Token Composition of Agentic Workloads

Token Composition of Agentic Workloads

Agentic AI workloads have a fundamentally different token profile than chatbot interactions. Agents run iterative loops — plan, retrieve, call tools, incorporate results, repeat — replaying accumulated context on every iteration. The token composition that results is dominated by cached prior context, not new compute.

Software Development Workflow

Callan Fox at WEKA analyzed ~20 billion tokens from real Claude Code sessions (presented at the NVIDIA GTC 2026 Dynamo session).

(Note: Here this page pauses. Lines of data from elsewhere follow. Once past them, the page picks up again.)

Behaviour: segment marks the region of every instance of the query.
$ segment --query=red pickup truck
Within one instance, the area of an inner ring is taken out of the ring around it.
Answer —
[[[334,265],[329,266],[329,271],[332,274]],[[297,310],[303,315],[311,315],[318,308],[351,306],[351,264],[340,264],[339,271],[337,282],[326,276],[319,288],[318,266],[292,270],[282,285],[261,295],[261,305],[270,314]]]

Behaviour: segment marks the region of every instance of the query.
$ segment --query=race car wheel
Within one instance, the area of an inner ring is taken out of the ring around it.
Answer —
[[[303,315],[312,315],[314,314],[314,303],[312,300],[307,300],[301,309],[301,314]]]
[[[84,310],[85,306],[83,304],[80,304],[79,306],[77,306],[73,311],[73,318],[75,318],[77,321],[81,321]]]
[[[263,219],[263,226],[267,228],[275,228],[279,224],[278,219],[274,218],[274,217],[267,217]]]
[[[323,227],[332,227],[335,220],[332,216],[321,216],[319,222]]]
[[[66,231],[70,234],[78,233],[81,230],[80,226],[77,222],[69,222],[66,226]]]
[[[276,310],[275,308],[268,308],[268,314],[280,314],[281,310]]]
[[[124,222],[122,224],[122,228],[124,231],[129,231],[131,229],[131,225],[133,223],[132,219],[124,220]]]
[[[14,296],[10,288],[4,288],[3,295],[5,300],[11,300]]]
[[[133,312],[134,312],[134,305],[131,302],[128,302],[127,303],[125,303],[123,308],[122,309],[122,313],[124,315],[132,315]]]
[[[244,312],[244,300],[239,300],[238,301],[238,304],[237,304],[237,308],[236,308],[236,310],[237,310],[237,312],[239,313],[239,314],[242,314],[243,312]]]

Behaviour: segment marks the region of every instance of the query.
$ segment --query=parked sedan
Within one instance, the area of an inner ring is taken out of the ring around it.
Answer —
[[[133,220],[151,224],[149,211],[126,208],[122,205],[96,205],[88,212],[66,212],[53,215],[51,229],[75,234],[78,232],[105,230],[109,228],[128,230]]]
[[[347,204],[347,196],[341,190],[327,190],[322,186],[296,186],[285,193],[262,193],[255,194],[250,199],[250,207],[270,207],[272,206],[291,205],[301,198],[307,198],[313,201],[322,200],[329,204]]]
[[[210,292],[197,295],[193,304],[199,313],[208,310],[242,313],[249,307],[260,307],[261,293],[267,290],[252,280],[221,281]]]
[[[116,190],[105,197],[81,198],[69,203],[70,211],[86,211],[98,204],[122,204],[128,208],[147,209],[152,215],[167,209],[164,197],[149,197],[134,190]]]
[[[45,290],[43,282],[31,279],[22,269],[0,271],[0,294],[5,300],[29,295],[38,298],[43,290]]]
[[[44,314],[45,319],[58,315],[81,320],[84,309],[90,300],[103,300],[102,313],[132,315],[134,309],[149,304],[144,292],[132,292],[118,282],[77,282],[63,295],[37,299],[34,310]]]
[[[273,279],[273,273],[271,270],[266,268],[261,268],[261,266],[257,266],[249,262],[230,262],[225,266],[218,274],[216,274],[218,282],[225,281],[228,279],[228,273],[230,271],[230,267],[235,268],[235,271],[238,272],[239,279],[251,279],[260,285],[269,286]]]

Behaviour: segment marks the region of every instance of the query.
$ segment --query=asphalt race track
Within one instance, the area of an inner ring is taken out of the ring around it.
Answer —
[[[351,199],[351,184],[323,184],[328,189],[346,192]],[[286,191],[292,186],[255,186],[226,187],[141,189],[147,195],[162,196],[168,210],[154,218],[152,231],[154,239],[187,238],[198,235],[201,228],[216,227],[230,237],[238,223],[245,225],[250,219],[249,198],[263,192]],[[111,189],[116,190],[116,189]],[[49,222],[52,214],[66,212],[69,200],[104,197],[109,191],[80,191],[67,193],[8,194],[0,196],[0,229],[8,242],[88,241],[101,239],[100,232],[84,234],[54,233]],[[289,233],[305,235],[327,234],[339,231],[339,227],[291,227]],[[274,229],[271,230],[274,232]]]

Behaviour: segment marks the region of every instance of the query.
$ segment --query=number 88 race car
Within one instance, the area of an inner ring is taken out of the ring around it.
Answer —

The analysis assumes unlimited cache.

Article content
Callan Fox, WEKA Token Composition - Each stacked bar is a API Call request

Each API request decomposes into:

  • Decode output (blue): Barely visible - the code generation, or tool call etc. ~1% of tokens.
  • New prefill (salmon): A user prompt, a tool result. ~5% of tokens.
  • Cached prior context (grey): The conversation history replayed each turn. ~94% of tokens.

Key numbers from the dataset:

  • 94% average cache hit rate across ~20B tokens (with unlimited cache). We can acheive these numbers with data-affinity-aware scheduling into the racks.
  • Median inter-request time: 7 seconds (tool loops); mean: 4+ minutes (human pauses). With long running agents in the horizon, human pauses become less relevant in future
  • Optimal cache Time-To-Live (TTL): ~1 hour for coding, requiring ~1M tokens cached per session. With long running agents, we should expect TTL to quickly go from hours to days.

The NVIDIA Dynamo team provided some data too : 11.7× read/write ratio in Claude Code — the system reads from KV cache 12 times per write. Agent swarms achieved 97.2% aggregate cache hit rate.

Manus AI reported a 100:1 input-to-output token ratio and called KV cache hit rate "the single most important metric for a production-stage AI agent."

Customer Support, Content Generation Workflow

The structural pattern is the same: iterative agent loops that replay growing context.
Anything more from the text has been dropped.